The U.S.S. Herbert L. Pratt was completed in Alameda, California, in 1918. She was ordered delivered to the Navy but, while off Cape Henlopen, Delaware, on June 3rd 1918, she struck a mine laid by the German submarine U-151. Though her entire forward section was submerged, structural damage was apparently not too severe, as she was quickly salvaged and repaired. While this work was in process, the ship was placed in commission as U.S.S. Herbert L. Pratt in June 1918. At the end of July, she began her first Navy voyage, taking fuel oil to Brest, France, for use by the U.S. warships stationed there. She made a second trans-Atlantic trip, from New York to England and back October through December of 1918. U.S.S. Herbert L. Pratt was decommissioned in mid-January 1919 and returned to her owners, the Atlantic Refining Company. She had more than two-and-a-half decades of further commerical service, taking her through the Second World War. The old ship was placed in the War Shipping Administration's reserve fleet in February 1946 and sold for scrapping in December of that year.

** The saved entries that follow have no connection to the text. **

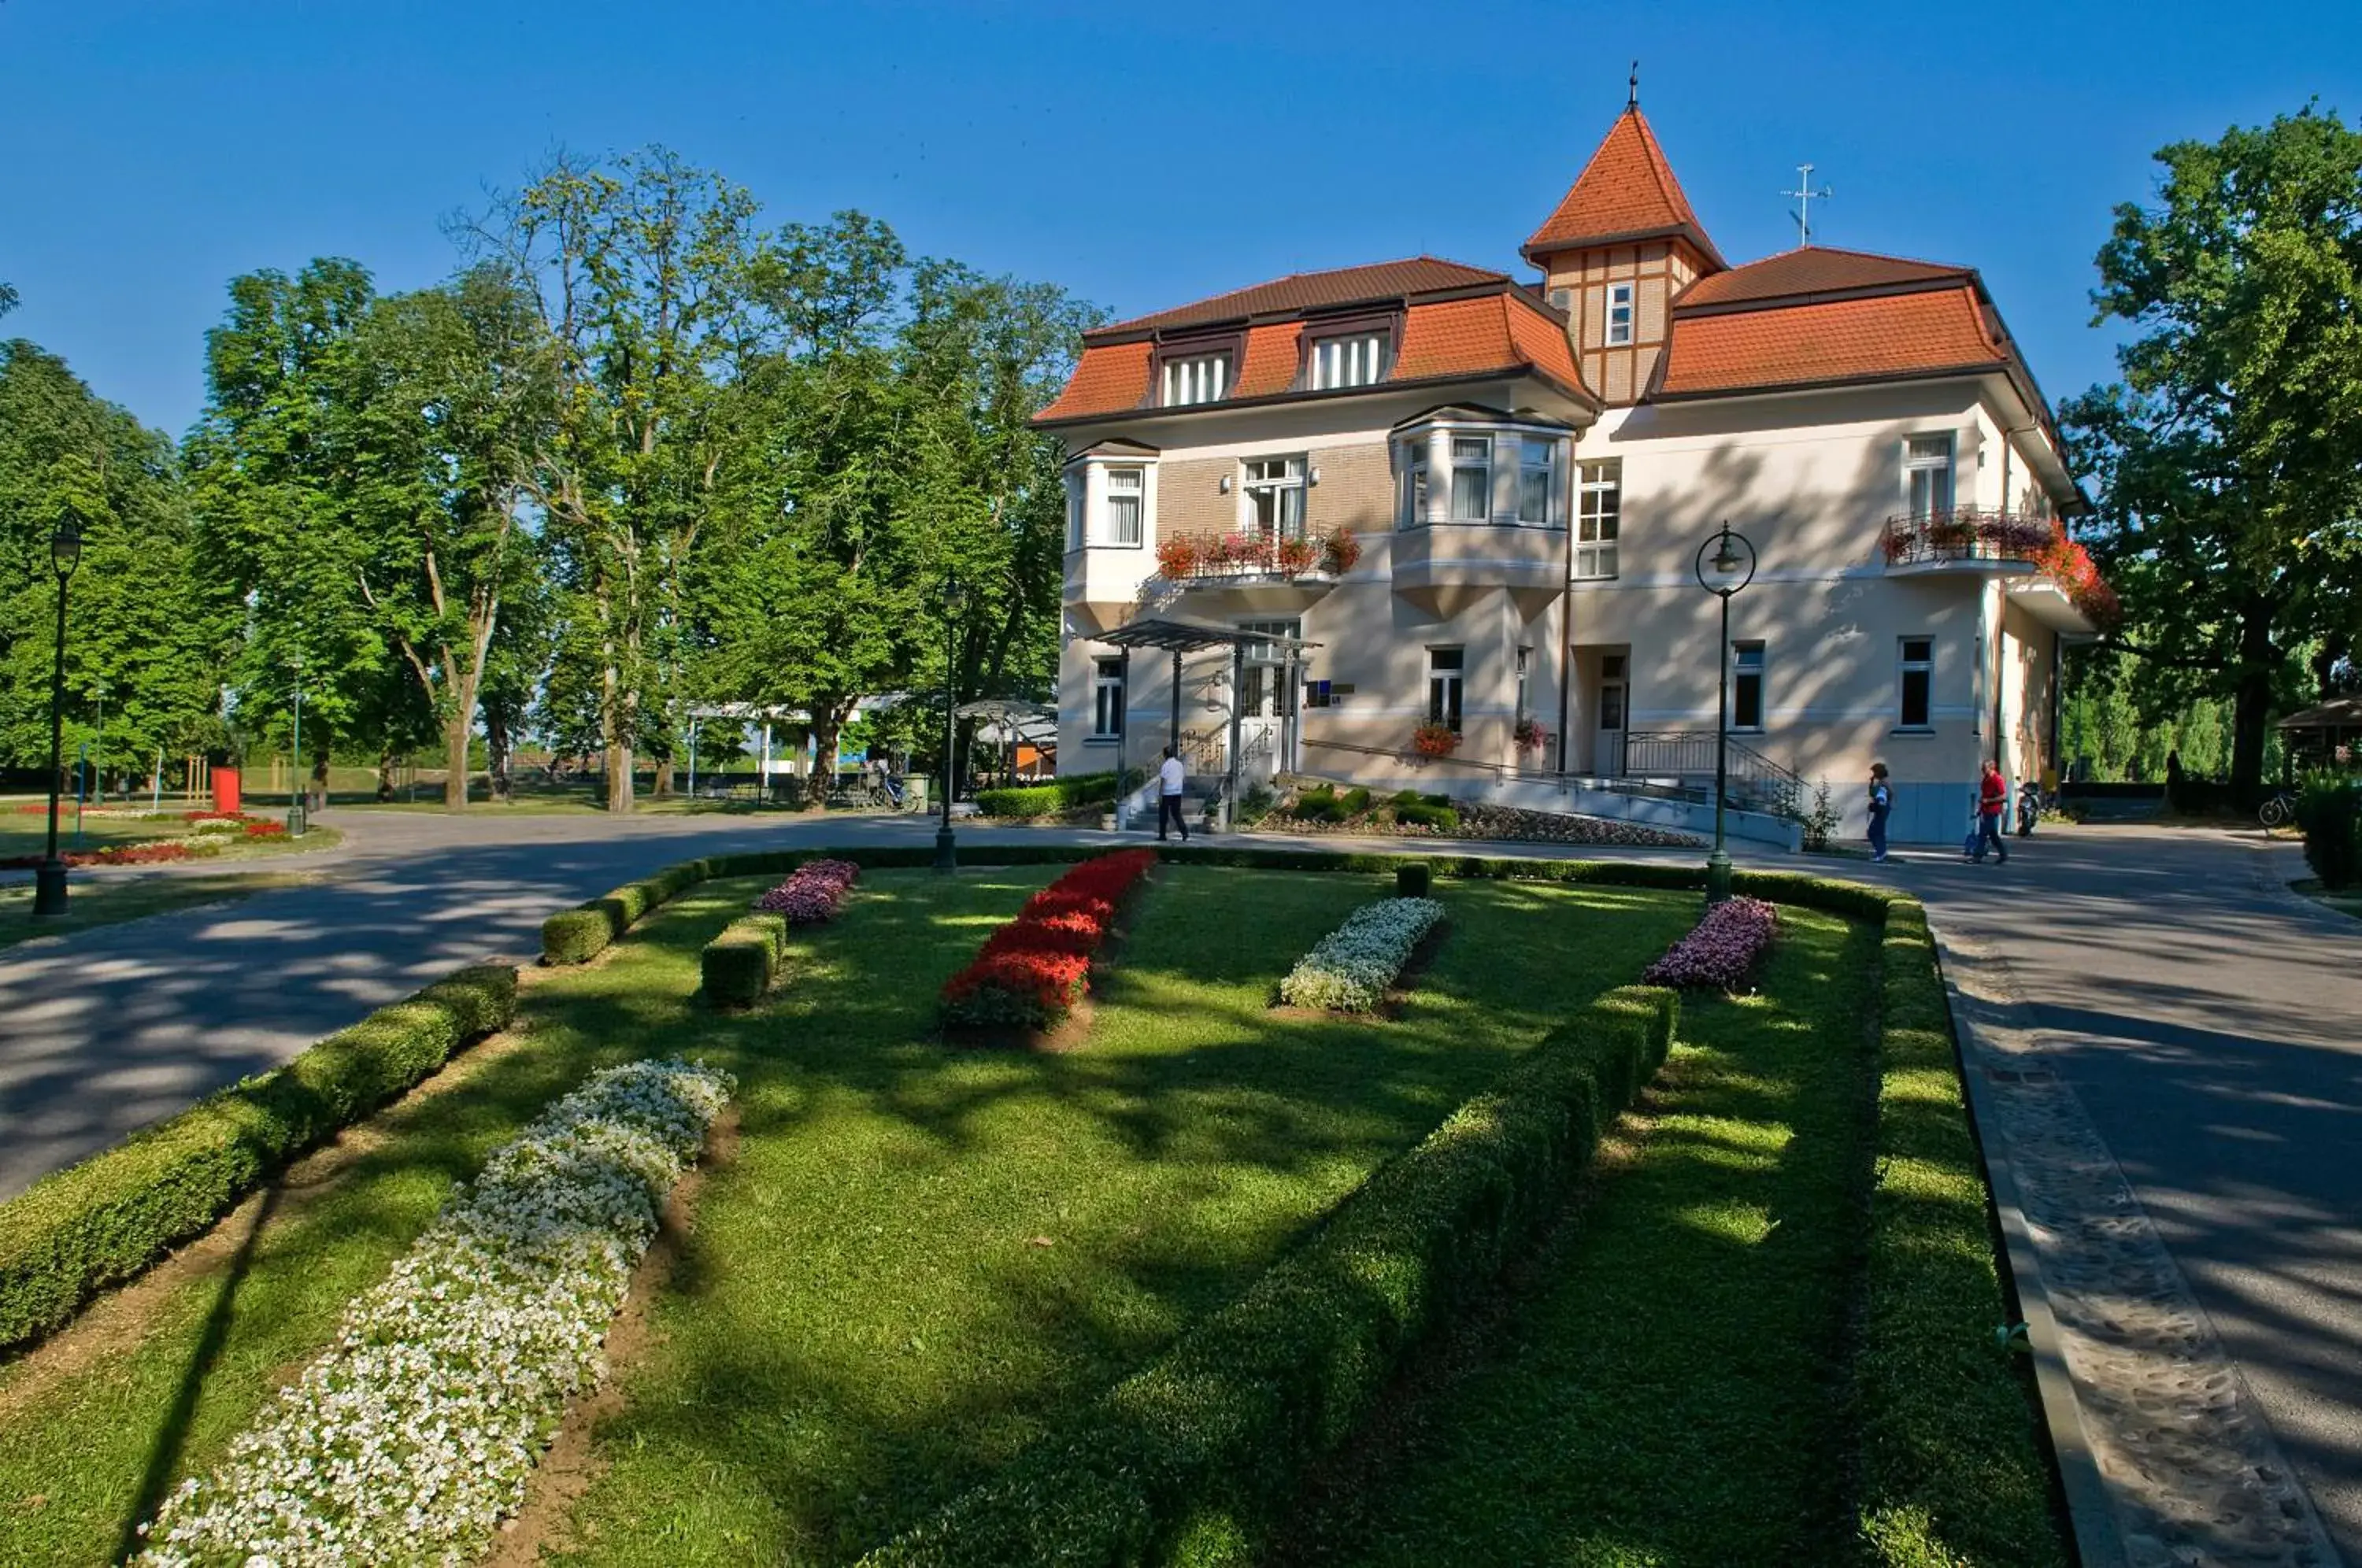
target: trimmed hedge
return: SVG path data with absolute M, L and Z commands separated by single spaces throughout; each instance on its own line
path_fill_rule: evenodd
M 1104 805 L 1115 799 L 1113 773 L 1074 773 L 1047 784 L 978 790 L 976 809 L 988 817 L 1049 817 Z
M 1423 899 L 1431 885 L 1428 864 L 1424 860 L 1406 861 L 1395 867 L 1395 897 Z
M 755 913 L 732 921 L 697 955 L 705 999 L 716 1007 L 752 1007 L 771 988 L 788 948 L 785 915 Z
M 1856 1518 L 1881 1568 L 2064 1564 L 2005 1317 L 1926 911 L 1886 905 L 1876 1187 L 1854 1361 Z
M 0 1205 L 0 1350 L 65 1323 L 515 1013 L 514 968 L 462 969 Z
M 1664 1060 L 1677 1006 L 1637 986 L 1601 998 L 1074 1430 L 863 1563 L 1252 1561 L 1303 1462 L 1557 1211 Z

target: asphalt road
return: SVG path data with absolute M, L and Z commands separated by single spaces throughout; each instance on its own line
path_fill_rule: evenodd
M 0 952 L 0 1198 L 458 965 L 529 959 L 545 915 L 657 867 L 932 832 L 845 817 L 346 812 L 337 825 L 349 837 L 318 885 Z M 1003 835 L 1043 836 L 963 829 Z M 2252 834 L 2045 833 L 2006 867 L 1934 851 L 1884 867 L 1740 858 L 1909 886 L 1939 927 L 2007 959 L 2020 1023 L 2047 1038 L 2362 1563 L 2362 922 L 2288 892 L 2301 859 Z

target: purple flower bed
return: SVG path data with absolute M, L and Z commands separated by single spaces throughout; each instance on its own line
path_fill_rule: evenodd
M 766 914 L 785 915 L 789 925 L 818 925 L 834 920 L 844 907 L 861 867 L 849 860 L 808 860 L 795 874 L 755 900 Z
M 1640 977 L 1651 986 L 1679 990 L 1738 991 L 1771 949 L 1780 916 L 1760 899 L 1726 899 L 1708 904 L 1687 936 L 1665 950 Z

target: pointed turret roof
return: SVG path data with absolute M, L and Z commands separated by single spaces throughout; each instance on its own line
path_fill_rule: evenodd
M 1538 263 L 1556 250 L 1669 236 L 1697 247 L 1714 269 L 1726 265 L 1690 209 L 1682 182 L 1673 178 L 1673 167 L 1665 161 L 1665 149 L 1657 145 L 1648 116 L 1632 104 L 1608 127 L 1606 139 L 1583 166 L 1558 210 L 1526 241 L 1524 255 Z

• Length: 132.5 m (435 ft)
• Beam: 17.06 m (56 ft)
• Draft: 8.22 m (27 ft)
• Propulsion: One steam turbine engine, single screw, 2,600 horsepower
• Speed: 11 knots (12-13 Mph)
• Capacity: 7,150 tons
• Armament: One 6-pounder
Ancestors Traveled
Dominic Langiano (Born: 1923) was on this vessel working as a cook during World War II in August of 1943. The ship was traveling from New York to the port of Bizerte in Tunisia, Africa.